If we can find further
analogies, this may help us to read that mysterious word in the
Nestorian stone inscription, being the name of the first
Christian missionary who carried the cross to China, O lo
pen, as 'Ruben'.
This was indeed a common name among the
Nestorians, for which reason I would give it the preference
over Pauthier's Syriac 'Alopeno'. But Father Havret (Stele
Chretienne, Leide, 1897, p. 26) objects to Dr. Hirth that the
Chinese character lo, to which he gives the sound ru, is
not to be found as a Sanskrit phonetic element in Chinese
characters but that this phonetic element ru is represented
by the Chinese characters pronounced lu and therefore, he,
Father Havret, adopts Colonel Yule's opinion as the only one
being fully satisfactory." - H.C.]
CHAPTER XLII.
CONCERNING THE PROVINCE OF CUNCUN, WHICH IS RIGHT WEARISOME TO TRAVEL
THROUGH.
On leaving the Palace of Mangalai, you travel westward for three days,
finding a succession of cities and boroughs and beautiful plains,
inhabited by people who live by trade and industry, and have great plenty
of silk. At the end of those three days, you reach the great mountains and
valleys which belong to the province of CUNCUN.[NOTE 1] There are towns
and villages in the land, and the people live by tilling the earth, and by
hunting in the great woods; for the region abounds in forests, wherein are
many wild beasts, such as lions, bears, lynxes, bucks and roes, and sundry
other kinds, so that many are taken by the people of the country, who make
a great profit thereof. So this way we travel over mountains and valleys,
finding a succession of towns and villages, and many great hostelries for
the entertainment of travellers, interspersed among extensive forests.

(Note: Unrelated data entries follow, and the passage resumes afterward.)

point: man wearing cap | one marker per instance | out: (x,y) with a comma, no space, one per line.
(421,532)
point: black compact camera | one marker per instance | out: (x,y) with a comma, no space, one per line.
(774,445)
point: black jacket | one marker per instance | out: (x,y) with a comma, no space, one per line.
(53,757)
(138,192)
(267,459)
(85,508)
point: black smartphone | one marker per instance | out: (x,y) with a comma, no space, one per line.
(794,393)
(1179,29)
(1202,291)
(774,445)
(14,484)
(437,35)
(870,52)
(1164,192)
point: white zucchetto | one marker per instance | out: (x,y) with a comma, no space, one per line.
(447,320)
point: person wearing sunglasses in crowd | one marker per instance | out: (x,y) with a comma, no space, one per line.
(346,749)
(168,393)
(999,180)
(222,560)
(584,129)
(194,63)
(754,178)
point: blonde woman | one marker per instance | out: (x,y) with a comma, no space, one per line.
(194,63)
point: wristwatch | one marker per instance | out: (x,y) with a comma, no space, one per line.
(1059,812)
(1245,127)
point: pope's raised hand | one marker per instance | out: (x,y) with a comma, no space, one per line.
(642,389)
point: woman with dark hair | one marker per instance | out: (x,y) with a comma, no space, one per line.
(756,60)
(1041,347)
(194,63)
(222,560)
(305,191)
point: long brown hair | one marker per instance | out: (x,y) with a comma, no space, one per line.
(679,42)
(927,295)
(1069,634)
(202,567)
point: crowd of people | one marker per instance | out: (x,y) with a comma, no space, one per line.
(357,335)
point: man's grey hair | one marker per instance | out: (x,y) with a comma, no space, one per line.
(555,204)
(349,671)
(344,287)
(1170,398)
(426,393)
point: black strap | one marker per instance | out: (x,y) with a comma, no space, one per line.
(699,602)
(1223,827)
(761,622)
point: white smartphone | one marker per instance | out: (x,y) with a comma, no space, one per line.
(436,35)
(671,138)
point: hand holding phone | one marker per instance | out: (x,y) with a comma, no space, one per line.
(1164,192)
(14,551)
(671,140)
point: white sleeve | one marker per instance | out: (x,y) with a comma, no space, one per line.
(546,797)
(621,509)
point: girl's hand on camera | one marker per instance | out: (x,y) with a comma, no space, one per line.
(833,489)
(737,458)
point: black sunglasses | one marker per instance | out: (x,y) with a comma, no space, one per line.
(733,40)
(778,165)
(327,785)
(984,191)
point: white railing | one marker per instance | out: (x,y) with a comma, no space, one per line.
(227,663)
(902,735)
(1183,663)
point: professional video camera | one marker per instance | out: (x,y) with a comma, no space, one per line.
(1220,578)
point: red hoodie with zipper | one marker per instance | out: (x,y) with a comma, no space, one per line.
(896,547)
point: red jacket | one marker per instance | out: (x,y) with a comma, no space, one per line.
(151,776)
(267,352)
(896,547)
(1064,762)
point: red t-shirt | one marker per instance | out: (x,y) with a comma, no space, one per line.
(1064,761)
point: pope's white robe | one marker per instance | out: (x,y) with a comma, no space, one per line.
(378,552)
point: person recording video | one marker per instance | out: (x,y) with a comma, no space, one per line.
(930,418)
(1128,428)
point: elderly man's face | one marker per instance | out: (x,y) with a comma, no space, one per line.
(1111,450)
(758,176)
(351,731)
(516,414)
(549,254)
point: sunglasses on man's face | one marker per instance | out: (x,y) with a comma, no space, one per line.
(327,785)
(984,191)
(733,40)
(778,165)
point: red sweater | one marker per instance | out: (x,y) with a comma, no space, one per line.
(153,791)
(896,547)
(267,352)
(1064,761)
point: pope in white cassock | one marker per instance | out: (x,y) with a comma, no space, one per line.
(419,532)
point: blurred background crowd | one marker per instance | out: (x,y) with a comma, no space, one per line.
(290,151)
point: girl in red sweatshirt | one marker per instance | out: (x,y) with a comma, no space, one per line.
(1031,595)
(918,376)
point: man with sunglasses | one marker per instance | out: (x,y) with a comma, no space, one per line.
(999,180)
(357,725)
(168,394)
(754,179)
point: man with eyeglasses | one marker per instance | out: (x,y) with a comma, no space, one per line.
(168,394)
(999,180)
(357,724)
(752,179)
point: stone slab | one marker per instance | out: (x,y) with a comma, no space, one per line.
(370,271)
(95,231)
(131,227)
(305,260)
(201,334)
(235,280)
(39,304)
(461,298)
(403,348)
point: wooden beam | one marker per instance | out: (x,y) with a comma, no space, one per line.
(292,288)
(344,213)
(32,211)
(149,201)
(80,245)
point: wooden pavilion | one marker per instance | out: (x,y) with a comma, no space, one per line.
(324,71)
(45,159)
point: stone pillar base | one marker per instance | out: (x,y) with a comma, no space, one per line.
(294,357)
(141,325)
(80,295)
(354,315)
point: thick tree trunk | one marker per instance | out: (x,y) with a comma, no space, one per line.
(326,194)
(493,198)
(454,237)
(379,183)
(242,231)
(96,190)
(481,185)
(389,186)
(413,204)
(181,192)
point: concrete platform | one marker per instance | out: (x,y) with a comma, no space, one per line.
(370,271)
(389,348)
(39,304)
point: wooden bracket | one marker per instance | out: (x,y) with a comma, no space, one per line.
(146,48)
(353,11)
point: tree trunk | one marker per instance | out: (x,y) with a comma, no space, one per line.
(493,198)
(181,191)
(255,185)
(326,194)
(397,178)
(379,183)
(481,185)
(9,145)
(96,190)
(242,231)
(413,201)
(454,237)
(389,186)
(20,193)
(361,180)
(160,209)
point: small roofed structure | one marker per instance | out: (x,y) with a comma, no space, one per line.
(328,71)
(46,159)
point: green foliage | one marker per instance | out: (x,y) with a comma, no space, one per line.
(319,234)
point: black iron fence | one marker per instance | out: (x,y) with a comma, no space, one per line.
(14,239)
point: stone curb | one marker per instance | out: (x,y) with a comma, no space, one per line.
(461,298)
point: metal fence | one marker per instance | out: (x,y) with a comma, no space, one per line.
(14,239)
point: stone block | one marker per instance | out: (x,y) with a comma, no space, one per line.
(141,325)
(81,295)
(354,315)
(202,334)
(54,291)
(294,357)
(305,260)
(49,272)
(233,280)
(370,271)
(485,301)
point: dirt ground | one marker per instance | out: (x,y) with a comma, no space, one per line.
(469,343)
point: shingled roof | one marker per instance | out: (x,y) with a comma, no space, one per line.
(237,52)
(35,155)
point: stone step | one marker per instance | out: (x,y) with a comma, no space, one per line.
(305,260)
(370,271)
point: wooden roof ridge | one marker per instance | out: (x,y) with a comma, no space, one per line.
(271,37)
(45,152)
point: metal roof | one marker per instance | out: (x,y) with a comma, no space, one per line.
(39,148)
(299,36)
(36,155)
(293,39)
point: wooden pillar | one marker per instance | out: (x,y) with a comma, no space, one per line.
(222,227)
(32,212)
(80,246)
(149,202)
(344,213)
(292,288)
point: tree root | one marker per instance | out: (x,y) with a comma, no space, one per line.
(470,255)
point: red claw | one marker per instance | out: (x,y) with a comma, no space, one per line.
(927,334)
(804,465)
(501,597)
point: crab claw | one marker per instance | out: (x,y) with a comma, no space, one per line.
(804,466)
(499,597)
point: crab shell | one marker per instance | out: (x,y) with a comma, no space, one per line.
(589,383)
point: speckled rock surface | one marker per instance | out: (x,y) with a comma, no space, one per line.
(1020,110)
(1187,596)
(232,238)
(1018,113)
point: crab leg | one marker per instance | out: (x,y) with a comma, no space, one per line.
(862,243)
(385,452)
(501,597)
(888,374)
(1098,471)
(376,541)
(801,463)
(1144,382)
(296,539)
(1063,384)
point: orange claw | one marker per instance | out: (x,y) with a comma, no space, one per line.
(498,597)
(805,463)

NOTE 1. - The region intended must necessarily be some part of the southern
district of the province of Shen-si, called HAN-CHUNG, the axis of which
is the River Han, closed in by exceedingly mountainous and woody country
to north and south, dividing it on the former quarter from the rest of
Shen-si, and on the latter from Sze-ch'wan. Polo's C frequently expresses
an H, especially the Guttural H of Chinese names, yet Cuncun is not
satisfactory as the expression of Hanchung.
The country was so ragged that in ancient times travellers from Si-ngan fu
had to make a long circuit eastward by the frontier of Ho-nan to reach
Han-chung; but, at an early date, a road was made across the mountains for
military purposes; so long ago indeed that various eras and constructors
are assigned to it. Padre Martini's authorities ascribed it to a general
in the service of Liu Pang, the founder of the first Han Dynasty (B.C.
202), and this date is current in Shan-si, as Baron v. Richthofen tells
me. But in Sze-ch'wan the work is asserted to have been executed during
the 3rd century, when China was divided into several states, by Liu Pei,
of the Han family, who, about A.D. 226, established himself as Emperor
[Minor Han] of Western China at Ch'eng-tu fu.[1] This work, with its
difficulties and boldness, extending often for great distances on timber
corbels inserted in the rock, is vividly described by Martini.